吹き付けられる氷霧すらも退ける冷気をまとった杭を手に、道弘は力強く砂浜を突進していく。
ビスマスは回り込むように移動を始めた。
「私は後ろをふさぎます!」
「頼むよ、ビスマス。ワタシは右側に回る」
少女の呼びかけにマヒナが応じた。
他のケルベロスたちも、武器を構えたまままずは敵を囲むように動いている。
そして、後方へと走りながら、ビスマスはイカの気を海から集めていた。
敵の背後をとったときには、すでにイカをモチーフにした全身鎧を身にまとっている。
「スクイッド……オールレンジリフレクトッ! 貴方の動きは大体検討付いているんです……その動きを潰させて貰いますよっ!」
ビームでできた剣先を備えたイカ型ビットがかき氷機の周囲を飛び回り、撹乱する。
次いで構えたビスマス結晶のビーム砲を、彼女はダモクレスではなくビットへと向けていた。
放った光がビームソードビットに反射し、また次のビットへ。反射を繰り返して威力を増した光は、確実にかき氷機を貫いていた。
ビットに囲まれて足が止まった敵に、他のケルベロスたちも攻撃をしかけていく。
とはいえ、まだ攻撃がすべて当たるわけではない。
「敵の攻撃はディフェンダーで受け止めるから、攻撃頼んだっ!」
ピジョンは頭1つ分は自分よりも大きいダモクレスの前に迷わず立った。
「果てしない海、遥かな蒼穹! ここに立つのはただ一人!!」
しかけた技は幻術だ。
砂浜が陸と続く場所でなくいずこかに存在する無人の島だと感じさせる。
そこに立っているのは、ピジョンと敵のみだと感じさせることで、攻撃を彼に集中させる技だ。
ダモクレスがピジョンに向かって突っ込んでくる。
その足元に征夫が飛び込んでいく。
「さー、狩らせてもらいますよっ!」
砂浜に手をついた彼の足が、一閃してダモクレスの足を刈る。
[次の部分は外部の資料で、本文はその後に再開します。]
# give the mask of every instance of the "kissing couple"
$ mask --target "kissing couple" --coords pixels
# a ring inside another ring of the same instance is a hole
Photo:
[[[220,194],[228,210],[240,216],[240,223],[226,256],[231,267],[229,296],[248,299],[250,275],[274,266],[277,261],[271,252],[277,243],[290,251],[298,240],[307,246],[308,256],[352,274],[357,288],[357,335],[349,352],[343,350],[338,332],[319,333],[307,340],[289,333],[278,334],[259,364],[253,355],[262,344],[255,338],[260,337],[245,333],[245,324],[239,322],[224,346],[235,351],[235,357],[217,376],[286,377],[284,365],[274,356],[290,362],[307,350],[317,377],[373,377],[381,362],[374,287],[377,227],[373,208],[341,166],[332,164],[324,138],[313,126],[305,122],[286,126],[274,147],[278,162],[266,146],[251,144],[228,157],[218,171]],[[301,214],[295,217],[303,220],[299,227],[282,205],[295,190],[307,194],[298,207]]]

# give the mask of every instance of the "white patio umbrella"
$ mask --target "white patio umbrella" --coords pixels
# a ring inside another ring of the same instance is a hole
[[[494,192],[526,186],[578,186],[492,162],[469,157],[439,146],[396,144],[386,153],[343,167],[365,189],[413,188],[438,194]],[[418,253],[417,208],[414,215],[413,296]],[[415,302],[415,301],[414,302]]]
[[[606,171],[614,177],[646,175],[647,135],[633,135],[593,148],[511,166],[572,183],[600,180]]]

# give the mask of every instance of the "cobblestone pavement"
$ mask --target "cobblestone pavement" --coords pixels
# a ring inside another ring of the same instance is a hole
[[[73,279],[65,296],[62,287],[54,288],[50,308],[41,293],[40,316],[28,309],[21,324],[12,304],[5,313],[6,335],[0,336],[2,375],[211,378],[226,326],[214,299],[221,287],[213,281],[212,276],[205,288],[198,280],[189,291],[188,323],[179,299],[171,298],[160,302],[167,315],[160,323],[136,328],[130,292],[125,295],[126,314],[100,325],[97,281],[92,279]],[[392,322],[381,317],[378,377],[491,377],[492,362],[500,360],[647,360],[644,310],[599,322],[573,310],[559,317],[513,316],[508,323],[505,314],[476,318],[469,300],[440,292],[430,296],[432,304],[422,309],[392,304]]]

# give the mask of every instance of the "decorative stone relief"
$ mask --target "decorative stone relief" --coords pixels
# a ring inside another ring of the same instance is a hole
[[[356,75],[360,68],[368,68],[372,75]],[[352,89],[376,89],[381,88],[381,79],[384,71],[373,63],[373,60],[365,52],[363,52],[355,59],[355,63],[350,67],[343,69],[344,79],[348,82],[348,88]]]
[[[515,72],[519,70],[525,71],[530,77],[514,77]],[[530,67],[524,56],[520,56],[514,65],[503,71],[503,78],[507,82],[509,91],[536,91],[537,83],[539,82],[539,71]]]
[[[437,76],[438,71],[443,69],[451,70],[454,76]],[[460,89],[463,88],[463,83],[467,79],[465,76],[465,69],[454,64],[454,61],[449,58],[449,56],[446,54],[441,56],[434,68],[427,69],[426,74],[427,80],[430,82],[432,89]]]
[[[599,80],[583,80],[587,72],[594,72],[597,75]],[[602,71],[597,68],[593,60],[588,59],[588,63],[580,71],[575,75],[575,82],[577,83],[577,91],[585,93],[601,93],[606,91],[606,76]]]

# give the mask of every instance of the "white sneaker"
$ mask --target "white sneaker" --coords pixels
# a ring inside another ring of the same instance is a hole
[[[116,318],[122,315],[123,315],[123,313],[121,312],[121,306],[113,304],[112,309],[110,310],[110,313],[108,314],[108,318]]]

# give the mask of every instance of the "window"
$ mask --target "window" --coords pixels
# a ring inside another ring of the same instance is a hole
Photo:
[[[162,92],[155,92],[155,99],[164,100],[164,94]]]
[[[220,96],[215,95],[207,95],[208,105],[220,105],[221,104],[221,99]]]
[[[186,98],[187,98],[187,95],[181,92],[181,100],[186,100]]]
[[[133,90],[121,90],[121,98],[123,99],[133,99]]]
さらに、ドラゴニアンの尻尾もダモクレスの足を薙いだ。
足を攻撃されて、また動きが鈍ったところにマヒナがエクトプラズムを集めた霊弾を飛ばして攻撃する。
かき氷機は攻撃を受けながらも、ピジョンを狙って次なる攻撃をしかける態勢に移っていた。
エヴァリーナはそれよりも早く回復に回った。砂の上に魔法円が浮かび上がる。
「星の雫を纏いて生命を歌う、風と光に舞う薄羽、小さき友よ。水面に落ちる花弁の様に祝福のキスを降らして……」
妖精を思わせる光が宙を舞い、それが傷ついた仲間たちを紗幕となって包んでいく。
「アロアロも回復してあげて!」
マヒナの指示で、怯えていたシャーマンズゴーストも仲間たちを回復した。
ピジョンが敵に捕らえられ、体を削り取られるが、小妖精たちの光は幾度も細かく切りつける刃を和らげていた。
「分解しがいがありそうな奴だな。とりあえず外側からはがしてくから、中身は頼むぜ!」
激しく回転する道弘の杭がダモクレスの装甲をはぎ取る。
「ええ。なるべく早めに片付けましょう!」
応じた恭志郎は、志心に空の魔力をまとわせて、巨大かき氷機を断つ。
だが、敵はまだ倒れる気配を見せなかった。
●冷たい機械を打ち砕け
戦いは長い時間続いた。
敵の攻撃を自分に集中させたピジョンは、続く戦いの中でかなりの傷を負っていた。
シロップが水鉄砲を超える高圧で飛んでくる。
征夫は素早くその射線上に割り込んだ。
甘い香りが周囲に立ち上る。美味しそうなシロップだが、その衝撃はけして甘くない。
「悪いな。大丈夫か、征夫?」
「ああ、このくらい大したことねぇよ。心配すんな」
ただ、普段より言葉が荒くなっていることは征夫自身にもわかっている。
狙われているピジョンが倒れずにすんでいるのは、彼やナメビスくんがかばっているおかげだ。もちろん、エヴァリーナをはじめとする仲間たちの支援も大きかったが。
「そろそろ片付けなきゃいけませんね。征君やピジョンさん、ナメビスくんたちが無事なうちに」
恭志郎がそう言いながら、惚れ惚れするような動きからしかけた攻撃で敵を凍りつかせる。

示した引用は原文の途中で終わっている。